Estamos a falar de uma questão concreta que é a questão da Saúde. Há efetivamente um compromisso por parte do Governo da República com as despesas com a Saúde. A Saúde está regionalizada, qualquer cidadão, independentemente da sua origem, deve merecer os cuidados de Saúde. Seja residente há cinquenta anos na Região, seja residente há um ano por ter vindo da Venezuela. O Sistema Regional de Saúde, e a Saúde estando regionalizada, há aqui obviamente um assumir desses encargos. Houve um entendimento, e bem, por parte do Governo da República de que, face ao volume de portugueses que vieram da Venezuela, deveria haver uma solidariedade por parte do Governo da República. O compromisso foi claro em que seriam comparticipadas. O Governo da República comparticiparia um terço das despesas com a Saúde até ao valor máximo de 1 milhão de euros, desde que se fizesse evidência dessas despesas. A verba que está neste momento validada é de 282 mil euros. Os compromissos são para serem cumpridos e, espero que isso possa acontecer o mais breve possível.

Depois de ter tomado posse, já teve algum diálogo com o Governo Regional da Madeira e com a área ligada às comunidades?

Não. Não houve ainda essa oportunidade. Não fui contactado pelo Governo Regional da Madeira. Eu acho que seria muito importante uma articulação – não só com os Governos da Madeira e Açores –, mas também até com autarcas. Enfim, tem havido esse contacto particularmente de autarcas com a Secretaria de Estado das Comunidades e a interligação entre os diversos tipos de poder são absolutamente indispensáveis, porque podemos ter competências diferenciadas, mas a missão é a mesma e é apoiar as nossas comunidades e valorizá-las. Eu espero [isso], ainda para mais sendo madeirense. Não podemos entrar numa espécie de competição. Temos é de ser cooperantes e haver uma colaboração entre os Governos de modo a que aquela que é a nossa missão de servir as pessoas seja cumprida.
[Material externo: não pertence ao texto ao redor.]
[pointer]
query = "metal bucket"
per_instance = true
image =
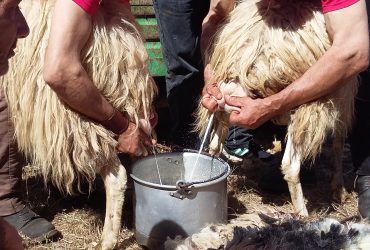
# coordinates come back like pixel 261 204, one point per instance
pixel 180 205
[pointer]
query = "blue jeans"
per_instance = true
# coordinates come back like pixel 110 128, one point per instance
pixel 180 25
pixel 360 136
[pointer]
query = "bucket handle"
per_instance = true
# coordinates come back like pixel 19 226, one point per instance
pixel 184 189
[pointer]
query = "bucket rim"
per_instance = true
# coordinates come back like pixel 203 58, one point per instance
pixel 173 187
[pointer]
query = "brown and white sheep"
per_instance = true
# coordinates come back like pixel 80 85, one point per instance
pixel 68 147
pixel 262 47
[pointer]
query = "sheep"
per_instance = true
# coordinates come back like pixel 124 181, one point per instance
pixel 263 46
pixel 251 232
pixel 69 148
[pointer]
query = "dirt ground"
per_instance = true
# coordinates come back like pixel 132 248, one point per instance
pixel 253 187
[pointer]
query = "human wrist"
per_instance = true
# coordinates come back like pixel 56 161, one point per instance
pixel 118 122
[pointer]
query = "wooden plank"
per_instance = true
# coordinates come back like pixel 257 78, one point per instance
pixel 149 27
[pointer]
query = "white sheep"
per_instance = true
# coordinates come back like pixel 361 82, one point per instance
pixel 263 46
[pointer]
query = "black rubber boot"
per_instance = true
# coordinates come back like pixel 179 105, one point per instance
pixel 32 225
pixel 363 188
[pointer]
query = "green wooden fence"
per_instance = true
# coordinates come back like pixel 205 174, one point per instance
pixel 144 13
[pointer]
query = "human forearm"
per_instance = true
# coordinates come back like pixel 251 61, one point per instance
pixel 63 70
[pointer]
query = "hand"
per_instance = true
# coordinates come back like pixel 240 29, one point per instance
pixel 211 93
pixel 252 114
pixel 134 141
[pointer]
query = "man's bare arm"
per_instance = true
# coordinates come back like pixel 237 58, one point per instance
pixel 63 71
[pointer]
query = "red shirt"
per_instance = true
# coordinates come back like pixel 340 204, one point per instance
pixel 332 5
pixel 90 6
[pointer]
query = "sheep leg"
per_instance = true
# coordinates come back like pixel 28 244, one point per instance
pixel 339 193
pixel 115 180
pixel 290 168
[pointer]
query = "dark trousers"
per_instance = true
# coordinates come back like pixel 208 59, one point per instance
pixel 360 136
pixel 10 165
pixel 180 24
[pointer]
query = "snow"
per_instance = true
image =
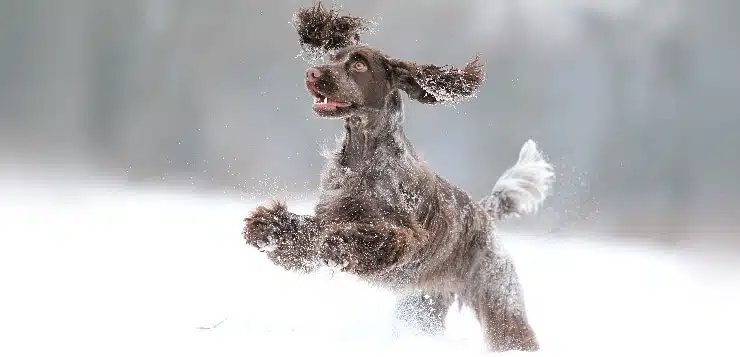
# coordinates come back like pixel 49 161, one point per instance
pixel 106 271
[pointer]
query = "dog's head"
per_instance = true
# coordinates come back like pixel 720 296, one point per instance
pixel 357 79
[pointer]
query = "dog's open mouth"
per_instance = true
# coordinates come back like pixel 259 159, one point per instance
pixel 321 103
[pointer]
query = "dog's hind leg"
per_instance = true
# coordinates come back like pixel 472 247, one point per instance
pixel 498 303
pixel 423 313
pixel 291 241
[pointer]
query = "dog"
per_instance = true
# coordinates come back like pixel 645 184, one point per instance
pixel 383 214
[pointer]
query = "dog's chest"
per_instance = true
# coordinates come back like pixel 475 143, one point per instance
pixel 387 185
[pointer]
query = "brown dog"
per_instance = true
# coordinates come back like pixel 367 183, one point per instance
pixel 383 214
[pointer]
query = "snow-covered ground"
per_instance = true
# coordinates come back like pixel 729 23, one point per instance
pixel 108 272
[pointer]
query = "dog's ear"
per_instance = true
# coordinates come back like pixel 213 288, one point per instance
pixel 321 30
pixel 431 84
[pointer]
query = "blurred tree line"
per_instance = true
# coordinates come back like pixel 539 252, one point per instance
pixel 636 102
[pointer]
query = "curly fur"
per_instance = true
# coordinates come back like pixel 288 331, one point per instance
pixel 322 30
pixel 385 216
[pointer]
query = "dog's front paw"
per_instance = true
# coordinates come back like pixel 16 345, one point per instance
pixel 264 226
pixel 289 240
Mas sente que há essa competição?

Para mim não há competição nenhuma. Eu cumpro a minha missão. Eu fui indigitado como secretário de Estado das Comunidades e tenho que servir as comunidades todas, não só as originárias da Madeira, mas compreenderá que, obviamente, o meu conhecimento maior – até pelas funções que exerci enquanto presidente da Câmara Municipal do Funchal –, foi e está relacionado com as comunidades madeirenses. Agora, eu acho que é fundamental haver aqui uma articulação. Nem isto é uma concorrência de viagens, até porque eu não as vejo como viagens, mas como visitas de trabalho. É isso que vejo e aqui o mais importante é haver esta colaboração e cooperação, que acho imprescindível, porque o Governo Regional tem uma função importante no apoio a estes cidadãos.
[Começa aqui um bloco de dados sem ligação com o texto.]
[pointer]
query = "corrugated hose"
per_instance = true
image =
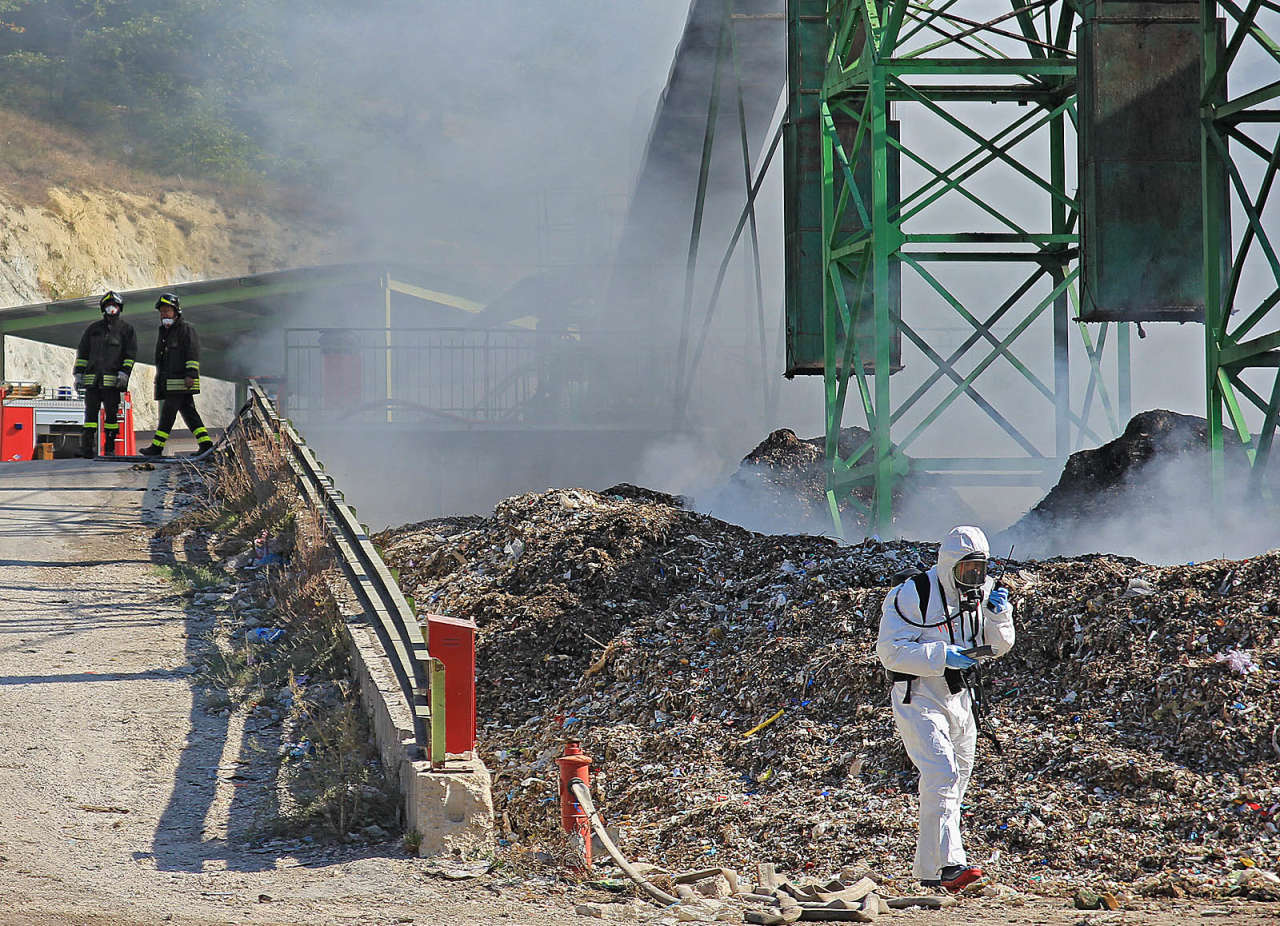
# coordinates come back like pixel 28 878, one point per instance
pixel 583 793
Estamos a menos de um mês do dia 1 de junho, dia das comunidades. Em termos oficiais a celebração será no Reino Unido. Vai marcar presença juntamente com o Presidente da República?

Eu vou estar com o senhor Presidente da República. As comemorações são no Reino Unido, mas vão acontecer um pouco por todo o mundo e aquilo que está a ser feito pela minha Secretaria é de podermos canalizar ou garantir a presença de membros do Governo nas mais diversas latitudes.

Para quando uma visita à África do Sul, um país com forte presença de madeirenses?

Estive segunda-feira com o senhor embaixador de Portugal na África do Sul, que tem um grande conhecimento da comunidade madeirense. Estivemos a trocar impressões da situação social e económica do País e estivemos a falar da minha deslocação à África do Sul.

Acontecerá ainda este ano?

Ainda não há data marcada, mas ela vai acontecer, embora não possa garantir que seja este ano. É um País onde eu já estive e há ali muito trabalho a fazer. Nós muitas vezes falamos da Venezuela porque é a situação mais gritante, mas, fora da Europa, a seguir à Venezuela, a África do Sul merece-nos uma atenção particular. A situação política tem também sofrido algumas conturbações. Sabemos da situação da segurança e da criminalidade e de tudo o que afeta a nossa comunidade, havendo também pontos de alguma fragilidade. Temos aqui algumas bolsas de alguma fragilidade e vulnerabilidade social e estou a preparar essa visita.